Comment by aasasd
5 years ago
> Still to this day, I have absolutely no idea how people can write Java for line-of-business applications (its bread-and-butter!) and remain sane from having to manually manage data-flow, implementing Java Beans, and manually writing by-hand getter-and-setter methods...
My long-standing view is that Java's strict and verbose OOP syntax and semantics are an interface for IDEs. People who are hand-coding are practically guaranteed to be baffled by the verbosity, but they forget that Java development was the driver for IDE evolution (afaik), such that now we have ‘extract method’ and similar magic that understands code structure and semantics.

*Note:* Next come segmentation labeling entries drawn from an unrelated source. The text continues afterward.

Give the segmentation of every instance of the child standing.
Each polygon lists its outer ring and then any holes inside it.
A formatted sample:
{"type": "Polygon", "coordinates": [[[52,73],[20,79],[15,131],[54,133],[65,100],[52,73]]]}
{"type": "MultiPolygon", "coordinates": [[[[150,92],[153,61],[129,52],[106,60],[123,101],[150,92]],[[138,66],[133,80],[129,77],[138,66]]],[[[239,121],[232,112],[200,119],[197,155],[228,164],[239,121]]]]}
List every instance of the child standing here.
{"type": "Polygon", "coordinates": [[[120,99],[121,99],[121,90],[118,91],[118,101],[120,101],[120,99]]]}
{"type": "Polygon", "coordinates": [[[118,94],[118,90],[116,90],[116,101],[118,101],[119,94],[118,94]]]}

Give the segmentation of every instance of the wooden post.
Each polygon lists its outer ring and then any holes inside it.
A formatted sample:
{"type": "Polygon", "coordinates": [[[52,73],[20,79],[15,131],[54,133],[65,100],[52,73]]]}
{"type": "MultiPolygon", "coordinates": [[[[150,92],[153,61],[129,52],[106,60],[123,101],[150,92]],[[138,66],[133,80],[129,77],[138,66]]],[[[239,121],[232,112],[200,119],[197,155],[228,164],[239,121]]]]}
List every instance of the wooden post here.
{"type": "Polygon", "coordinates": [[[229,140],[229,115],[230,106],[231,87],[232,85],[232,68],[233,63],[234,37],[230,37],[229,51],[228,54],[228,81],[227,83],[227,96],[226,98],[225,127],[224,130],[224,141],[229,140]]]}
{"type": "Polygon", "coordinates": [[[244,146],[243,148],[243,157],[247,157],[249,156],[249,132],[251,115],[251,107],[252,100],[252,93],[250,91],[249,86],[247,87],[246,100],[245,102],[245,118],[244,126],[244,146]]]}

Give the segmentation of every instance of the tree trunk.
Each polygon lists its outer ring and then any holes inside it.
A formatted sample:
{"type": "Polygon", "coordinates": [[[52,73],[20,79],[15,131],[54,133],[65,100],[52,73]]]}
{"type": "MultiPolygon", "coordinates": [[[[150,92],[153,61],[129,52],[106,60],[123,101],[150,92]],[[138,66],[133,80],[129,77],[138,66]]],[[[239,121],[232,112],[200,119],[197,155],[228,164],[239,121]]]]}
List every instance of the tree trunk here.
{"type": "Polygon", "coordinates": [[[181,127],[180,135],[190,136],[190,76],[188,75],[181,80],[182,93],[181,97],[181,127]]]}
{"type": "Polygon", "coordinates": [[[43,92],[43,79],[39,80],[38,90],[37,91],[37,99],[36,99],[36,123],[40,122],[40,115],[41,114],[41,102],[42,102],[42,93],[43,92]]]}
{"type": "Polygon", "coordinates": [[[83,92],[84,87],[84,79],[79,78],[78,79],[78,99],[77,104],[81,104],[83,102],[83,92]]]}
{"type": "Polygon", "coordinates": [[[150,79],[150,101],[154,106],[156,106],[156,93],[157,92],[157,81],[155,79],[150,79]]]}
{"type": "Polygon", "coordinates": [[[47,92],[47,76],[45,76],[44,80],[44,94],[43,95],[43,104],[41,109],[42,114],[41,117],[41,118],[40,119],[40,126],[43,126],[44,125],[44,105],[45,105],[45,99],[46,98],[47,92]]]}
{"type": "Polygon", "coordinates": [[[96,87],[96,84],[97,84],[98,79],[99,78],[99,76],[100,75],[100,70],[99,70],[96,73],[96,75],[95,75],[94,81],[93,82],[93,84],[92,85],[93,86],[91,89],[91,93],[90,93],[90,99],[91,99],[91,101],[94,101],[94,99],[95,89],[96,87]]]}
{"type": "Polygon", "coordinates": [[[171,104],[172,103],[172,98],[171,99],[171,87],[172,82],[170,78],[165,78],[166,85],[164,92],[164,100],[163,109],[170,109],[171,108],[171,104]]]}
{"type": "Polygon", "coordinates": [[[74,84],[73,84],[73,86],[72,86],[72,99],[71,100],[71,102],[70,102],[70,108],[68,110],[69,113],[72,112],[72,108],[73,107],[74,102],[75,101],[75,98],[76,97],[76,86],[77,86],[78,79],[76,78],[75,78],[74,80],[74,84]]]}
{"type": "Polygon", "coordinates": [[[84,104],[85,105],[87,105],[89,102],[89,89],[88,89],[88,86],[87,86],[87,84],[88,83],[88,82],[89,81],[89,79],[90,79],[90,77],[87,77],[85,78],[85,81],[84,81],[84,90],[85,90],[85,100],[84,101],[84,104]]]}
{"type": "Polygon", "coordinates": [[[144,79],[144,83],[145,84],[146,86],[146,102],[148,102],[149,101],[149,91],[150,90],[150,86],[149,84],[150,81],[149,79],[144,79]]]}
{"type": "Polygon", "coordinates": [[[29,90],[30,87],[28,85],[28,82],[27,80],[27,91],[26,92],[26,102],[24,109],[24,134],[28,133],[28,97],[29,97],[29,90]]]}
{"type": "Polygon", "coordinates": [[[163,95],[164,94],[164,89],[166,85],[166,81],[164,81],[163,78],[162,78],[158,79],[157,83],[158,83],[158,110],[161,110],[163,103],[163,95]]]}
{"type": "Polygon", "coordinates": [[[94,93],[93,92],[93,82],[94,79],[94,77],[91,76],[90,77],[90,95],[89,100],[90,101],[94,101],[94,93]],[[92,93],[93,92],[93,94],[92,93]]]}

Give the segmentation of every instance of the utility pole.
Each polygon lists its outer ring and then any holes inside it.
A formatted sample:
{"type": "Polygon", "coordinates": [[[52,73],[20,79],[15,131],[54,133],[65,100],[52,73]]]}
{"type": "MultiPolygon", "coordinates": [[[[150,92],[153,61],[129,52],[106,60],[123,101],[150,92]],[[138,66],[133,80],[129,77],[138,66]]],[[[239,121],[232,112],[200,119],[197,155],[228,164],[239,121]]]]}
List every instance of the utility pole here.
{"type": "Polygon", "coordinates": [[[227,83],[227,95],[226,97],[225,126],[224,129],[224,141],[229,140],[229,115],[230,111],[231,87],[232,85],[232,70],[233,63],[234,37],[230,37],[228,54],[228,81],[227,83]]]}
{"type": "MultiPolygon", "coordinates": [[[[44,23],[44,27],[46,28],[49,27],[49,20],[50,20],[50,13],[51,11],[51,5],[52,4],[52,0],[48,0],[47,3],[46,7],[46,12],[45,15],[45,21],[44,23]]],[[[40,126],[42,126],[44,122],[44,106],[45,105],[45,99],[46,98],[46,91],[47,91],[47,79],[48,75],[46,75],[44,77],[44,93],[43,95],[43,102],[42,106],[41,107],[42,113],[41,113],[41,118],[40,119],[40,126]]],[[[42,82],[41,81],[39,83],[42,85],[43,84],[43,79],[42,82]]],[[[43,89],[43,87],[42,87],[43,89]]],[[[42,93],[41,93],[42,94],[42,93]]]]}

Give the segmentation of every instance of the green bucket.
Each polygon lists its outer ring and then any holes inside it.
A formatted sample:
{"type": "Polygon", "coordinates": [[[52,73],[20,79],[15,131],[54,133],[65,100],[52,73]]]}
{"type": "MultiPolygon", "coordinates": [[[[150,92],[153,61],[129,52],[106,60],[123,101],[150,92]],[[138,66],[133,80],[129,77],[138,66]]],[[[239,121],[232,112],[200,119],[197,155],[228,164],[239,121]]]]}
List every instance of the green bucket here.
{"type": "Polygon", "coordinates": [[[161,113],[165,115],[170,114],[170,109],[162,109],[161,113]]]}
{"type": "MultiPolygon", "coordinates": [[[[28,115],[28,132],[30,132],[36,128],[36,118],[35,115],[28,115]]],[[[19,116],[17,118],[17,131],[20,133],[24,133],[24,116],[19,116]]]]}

More specifically, OOP works, or should work, as an interface for IDEs that allows to (semi-)programmatically manipulate entities on a higher level, closer to the architecture or the problem domain.
Like you, I wondered if this manipulation can be harnessed and customized, preferably in a simpler way than giving in to the whole OOP/IDE/static-typing tangle and without writing AST-manipulating plugins for the IDE. In those musings I ended up with the feeling that Lisps might answer this very wish, with their macros and hopefully some kind of static transformations. Which are of course manipulating ASTs, but it seems to be done somewhat easier. Alas, predictably I've had no chance of doing any significant work in a Lisp, so far.